Urban Sefer isn’t the only open-source Jewish text project out there. The granddaddy of the genre is Open Source Haggadah, an online project launched in 2002 that allowed users to construct their own personalized Haggadahs using a variety of sources, including user-generated content.
That project folded in 2004 when funding ran out — its operation was more or less taken over by Jew It Yourself — but it paved the way for other similar initiatives including the Open Siddur Project and Build a Prayer, which allow users to construct personalized prayer books, and the newly launched Haggadot.com, another recipient of a Jewish New Media Innovation Fund grant for 2011-12.
Friedman says he doesn’t know the people working on the other projects. He’s pretty much alone in Buenos Aires, and says he’s just putting up his project on the Internet hoping it will attract a community of like-minded younger Jews eager to harness their creative energies together.
After the Haggadah, Friedman says he’d like to take on a rewrite of the Bible, starting with Ecclesiastes, and then move on to the Shabbat prayer book.

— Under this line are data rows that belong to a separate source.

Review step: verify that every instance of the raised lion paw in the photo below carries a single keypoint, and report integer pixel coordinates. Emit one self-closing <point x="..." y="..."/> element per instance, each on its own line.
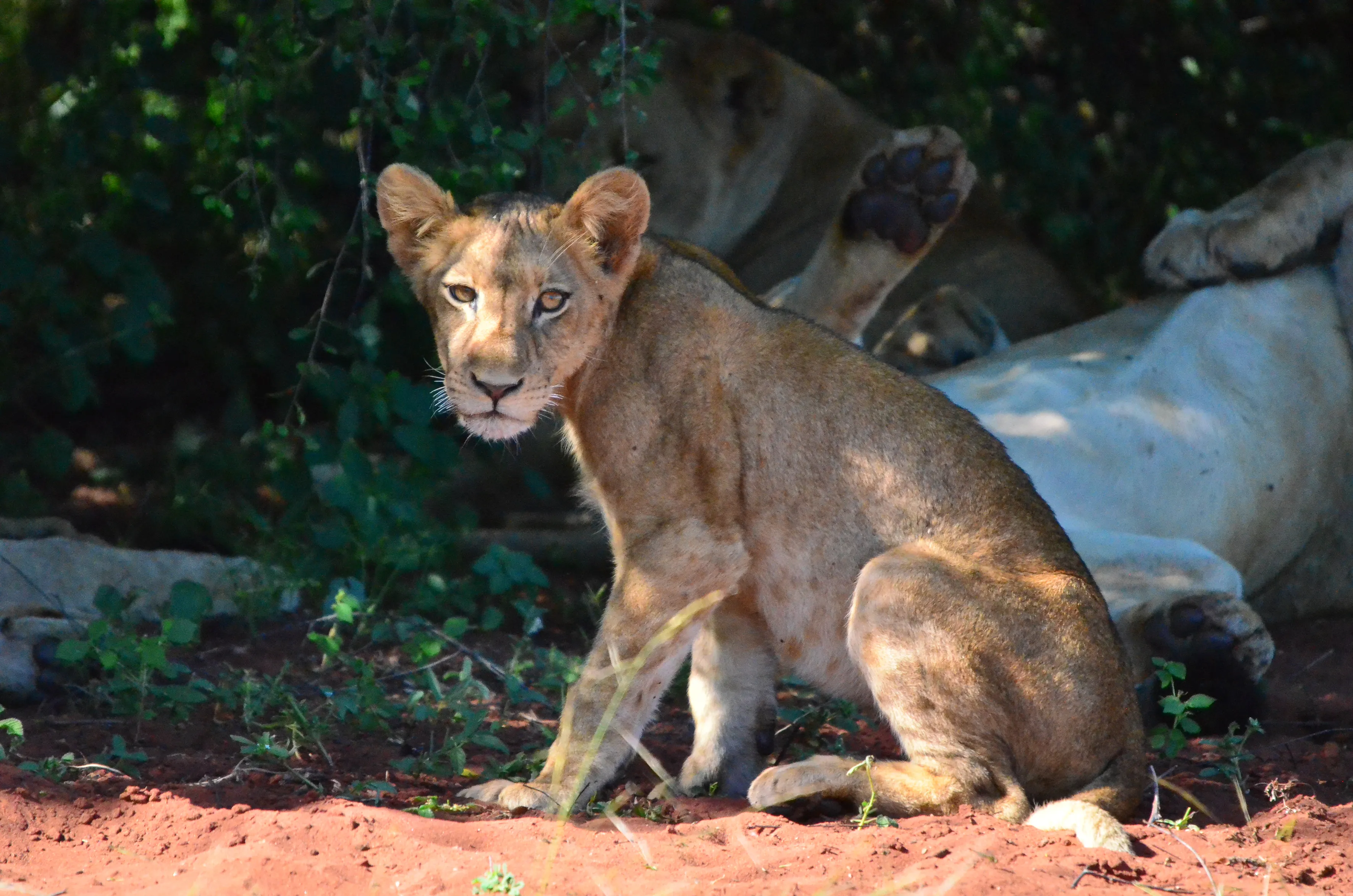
<point x="511" y="795"/>
<point x="911" y="190"/>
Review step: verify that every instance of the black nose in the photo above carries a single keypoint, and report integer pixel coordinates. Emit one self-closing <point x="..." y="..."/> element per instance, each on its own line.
<point x="496" y="393"/>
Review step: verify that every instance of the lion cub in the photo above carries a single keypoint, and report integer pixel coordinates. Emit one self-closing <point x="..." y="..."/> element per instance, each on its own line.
<point x="868" y="534"/>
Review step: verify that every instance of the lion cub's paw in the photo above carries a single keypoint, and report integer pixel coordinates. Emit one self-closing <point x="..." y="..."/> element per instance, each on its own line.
<point x="511" y="795"/>
<point x="811" y="777"/>
<point x="942" y="331"/>
<point x="911" y="190"/>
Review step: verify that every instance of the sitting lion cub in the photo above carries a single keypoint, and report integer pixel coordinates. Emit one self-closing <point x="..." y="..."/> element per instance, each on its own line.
<point x="869" y="535"/>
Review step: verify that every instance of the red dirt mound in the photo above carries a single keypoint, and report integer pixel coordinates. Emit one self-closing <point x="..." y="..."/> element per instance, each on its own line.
<point x="100" y="836"/>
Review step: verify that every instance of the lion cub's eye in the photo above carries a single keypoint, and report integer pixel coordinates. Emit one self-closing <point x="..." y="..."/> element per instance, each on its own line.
<point x="551" y="301"/>
<point x="462" y="293"/>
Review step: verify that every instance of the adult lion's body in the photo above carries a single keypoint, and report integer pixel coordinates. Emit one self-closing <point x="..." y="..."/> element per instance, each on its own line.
<point x="868" y="534"/>
<point x="747" y="155"/>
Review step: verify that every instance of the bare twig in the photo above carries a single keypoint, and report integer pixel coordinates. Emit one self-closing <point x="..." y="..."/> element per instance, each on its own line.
<point x="1119" y="880"/>
<point x="324" y="305"/>
<point x="1183" y="842"/>
<point x="106" y="768"/>
<point x="624" y="117"/>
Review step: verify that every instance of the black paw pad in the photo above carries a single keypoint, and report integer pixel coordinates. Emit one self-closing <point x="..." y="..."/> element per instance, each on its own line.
<point x="1184" y="634"/>
<point x="939" y="209"/>
<point x="45" y="653"/>
<point x="904" y="197"/>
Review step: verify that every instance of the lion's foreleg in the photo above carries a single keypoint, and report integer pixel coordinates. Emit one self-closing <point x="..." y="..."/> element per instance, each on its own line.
<point x="732" y="697"/>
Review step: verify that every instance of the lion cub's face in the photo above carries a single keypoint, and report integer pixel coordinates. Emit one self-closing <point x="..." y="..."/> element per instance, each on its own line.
<point x="520" y="290"/>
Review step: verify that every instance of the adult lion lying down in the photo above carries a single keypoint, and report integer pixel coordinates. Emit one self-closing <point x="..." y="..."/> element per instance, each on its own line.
<point x="734" y="149"/>
<point x="807" y="505"/>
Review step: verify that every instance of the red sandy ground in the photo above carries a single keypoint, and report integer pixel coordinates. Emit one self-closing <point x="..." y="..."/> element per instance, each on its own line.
<point x="98" y="837"/>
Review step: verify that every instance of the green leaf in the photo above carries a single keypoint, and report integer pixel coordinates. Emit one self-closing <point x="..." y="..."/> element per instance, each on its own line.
<point x="50" y="452"/>
<point x="110" y="603"/>
<point x="190" y="601"/>
<point x="329" y="645"/>
<point x="346" y="605"/>
<point x="151" y="190"/>
<point x="154" y="654"/>
<point x="183" y="693"/>
<point x="100" y="251"/>
<point x="72" y="652"/>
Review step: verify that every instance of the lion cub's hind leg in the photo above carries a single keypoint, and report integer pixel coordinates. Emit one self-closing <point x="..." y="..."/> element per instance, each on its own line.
<point x="927" y="633"/>
<point x="732" y="697"/>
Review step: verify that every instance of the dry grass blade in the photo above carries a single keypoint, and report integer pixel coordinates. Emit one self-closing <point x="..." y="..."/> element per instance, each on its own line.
<point x="626" y="676"/>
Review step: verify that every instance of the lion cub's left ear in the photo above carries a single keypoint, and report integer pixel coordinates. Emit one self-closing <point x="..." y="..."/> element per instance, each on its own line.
<point x="411" y="206"/>
<point x="612" y="209"/>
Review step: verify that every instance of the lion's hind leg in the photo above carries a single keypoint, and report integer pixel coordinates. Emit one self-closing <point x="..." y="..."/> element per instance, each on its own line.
<point x="1275" y="225"/>
<point x="971" y="669"/>
<point x="900" y="201"/>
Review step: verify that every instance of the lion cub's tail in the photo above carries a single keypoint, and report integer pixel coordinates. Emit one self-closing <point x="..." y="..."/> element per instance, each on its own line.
<point x="1090" y="814"/>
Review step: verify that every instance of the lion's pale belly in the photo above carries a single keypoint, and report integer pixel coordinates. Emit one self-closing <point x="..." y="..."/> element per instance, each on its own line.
<point x="805" y="610"/>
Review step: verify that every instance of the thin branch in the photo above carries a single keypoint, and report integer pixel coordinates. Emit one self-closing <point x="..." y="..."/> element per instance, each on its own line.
<point x="324" y="308"/>
<point x="624" y="117"/>
<point x="1183" y="842"/>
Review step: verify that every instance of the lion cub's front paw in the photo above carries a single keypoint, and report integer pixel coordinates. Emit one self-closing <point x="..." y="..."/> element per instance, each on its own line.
<point x="823" y="776"/>
<point x="908" y="193"/>
<point x="511" y="795"/>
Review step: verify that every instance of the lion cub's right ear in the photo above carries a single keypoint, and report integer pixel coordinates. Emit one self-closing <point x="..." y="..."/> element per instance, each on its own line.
<point x="411" y="205"/>
<point x="611" y="210"/>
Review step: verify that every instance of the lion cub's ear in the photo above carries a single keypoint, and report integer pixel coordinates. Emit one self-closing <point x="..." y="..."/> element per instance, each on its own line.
<point x="612" y="209"/>
<point x="411" y="203"/>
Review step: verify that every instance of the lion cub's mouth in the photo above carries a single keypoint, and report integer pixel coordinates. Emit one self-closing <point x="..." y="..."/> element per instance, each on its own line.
<point x="494" y="424"/>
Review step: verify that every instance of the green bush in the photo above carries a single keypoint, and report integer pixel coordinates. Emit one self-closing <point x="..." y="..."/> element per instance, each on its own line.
<point x="192" y="282"/>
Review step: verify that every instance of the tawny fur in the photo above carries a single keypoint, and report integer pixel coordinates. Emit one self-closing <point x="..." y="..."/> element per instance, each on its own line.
<point x="870" y="536"/>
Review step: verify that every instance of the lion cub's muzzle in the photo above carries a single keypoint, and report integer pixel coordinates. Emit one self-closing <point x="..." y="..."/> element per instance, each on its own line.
<point x="496" y="408"/>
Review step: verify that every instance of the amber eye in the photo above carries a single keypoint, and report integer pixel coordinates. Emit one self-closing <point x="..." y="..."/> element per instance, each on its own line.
<point x="462" y="293"/>
<point x="551" y="301"/>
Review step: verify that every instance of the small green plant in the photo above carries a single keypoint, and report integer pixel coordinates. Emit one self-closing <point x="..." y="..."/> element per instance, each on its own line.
<point x="137" y="676"/>
<point x="55" y="769"/>
<point x="1183" y="823"/>
<point x="866" y="809"/>
<point x="266" y="746"/>
<point x="1232" y="746"/>
<point x="14" y="729"/>
<point x="497" y="880"/>
<point x="369" y="792"/>
<point x="429" y="806"/>
<point x="1179" y="707"/>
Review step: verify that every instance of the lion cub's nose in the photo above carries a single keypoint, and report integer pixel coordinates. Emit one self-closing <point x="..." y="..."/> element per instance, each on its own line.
<point x="496" y="392"/>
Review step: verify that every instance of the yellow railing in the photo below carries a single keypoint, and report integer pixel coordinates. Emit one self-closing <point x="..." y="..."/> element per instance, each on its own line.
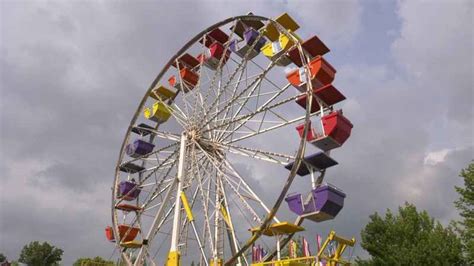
<point x="302" y="261"/>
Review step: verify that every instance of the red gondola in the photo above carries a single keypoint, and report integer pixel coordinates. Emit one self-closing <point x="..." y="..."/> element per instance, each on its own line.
<point x="322" y="73"/>
<point x="336" y="130"/>
<point x="314" y="46"/>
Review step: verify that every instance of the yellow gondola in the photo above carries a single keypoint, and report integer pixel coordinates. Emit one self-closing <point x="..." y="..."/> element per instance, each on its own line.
<point x="162" y="93"/>
<point x="277" y="50"/>
<point x="159" y="113"/>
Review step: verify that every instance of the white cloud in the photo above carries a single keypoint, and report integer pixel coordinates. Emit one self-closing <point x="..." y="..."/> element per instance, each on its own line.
<point x="436" y="157"/>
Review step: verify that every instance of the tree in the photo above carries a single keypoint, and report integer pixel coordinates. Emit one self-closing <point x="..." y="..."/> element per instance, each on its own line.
<point x="409" y="238"/>
<point x="37" y="254"/>
<point x="465" y="204"/>
<point x="97" y="261"/>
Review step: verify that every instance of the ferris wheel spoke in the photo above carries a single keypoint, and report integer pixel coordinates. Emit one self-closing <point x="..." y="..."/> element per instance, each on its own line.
<point x="255" y="83"/>
<point x="240" y="184"/>
<point x="205" y="195"/>
<point x="250" y="115"/>
<point x="274" y="127"/>
<point x="241" y="67"/>
<point x="262" y="107"/>
<point x="273" y="157"/>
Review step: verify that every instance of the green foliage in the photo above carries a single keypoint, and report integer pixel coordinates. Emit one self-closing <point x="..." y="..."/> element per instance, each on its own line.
<point x="409" y="238"/>
<point x="36" y="254"/>
<point x="465" y="205"/>
<point x="97" y="261"/>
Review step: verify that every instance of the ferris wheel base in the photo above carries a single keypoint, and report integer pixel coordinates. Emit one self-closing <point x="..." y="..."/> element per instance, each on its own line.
<point x="173" y="258"/>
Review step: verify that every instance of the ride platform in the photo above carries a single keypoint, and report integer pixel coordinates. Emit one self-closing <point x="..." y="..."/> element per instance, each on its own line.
<point x="282" y="228"/>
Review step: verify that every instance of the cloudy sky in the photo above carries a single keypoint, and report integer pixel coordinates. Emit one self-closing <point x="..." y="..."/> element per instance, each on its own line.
<point x="73" y="73"/>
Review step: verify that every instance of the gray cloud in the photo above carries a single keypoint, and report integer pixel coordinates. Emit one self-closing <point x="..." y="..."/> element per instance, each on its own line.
<point x="73" y="73"/>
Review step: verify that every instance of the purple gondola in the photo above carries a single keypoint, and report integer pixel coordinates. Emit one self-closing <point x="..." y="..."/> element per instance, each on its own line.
<point x="323" y="203"/>
<point x="139" y="148"/>
<point x="128" y="190"/>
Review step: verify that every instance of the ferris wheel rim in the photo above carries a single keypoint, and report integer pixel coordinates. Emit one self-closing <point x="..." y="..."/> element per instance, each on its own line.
<point x="298" y="157"/>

“If there was ever a biblical work made for modern slang, it’s Ecclesiastes,” he says. “It’s about a guy who has everything but is looking for meaning, so he goes out, gets drunk all the time, has sex with a lot of women — nothing works.
“Finally he realizes that enjoying little moments with friends, that’s the real meaning. This is timeless wisdom! The power of modern English vernacular is made for it.”
Just because he’s focusing on street talk doesn’t mean Friedman is taking his subject lightly. This is serious work, he insists, meant to draw young Jews back to connect with their tradition. He’s working with a rabbi “to make sure it’s kosher” and is investing a lot of his own money.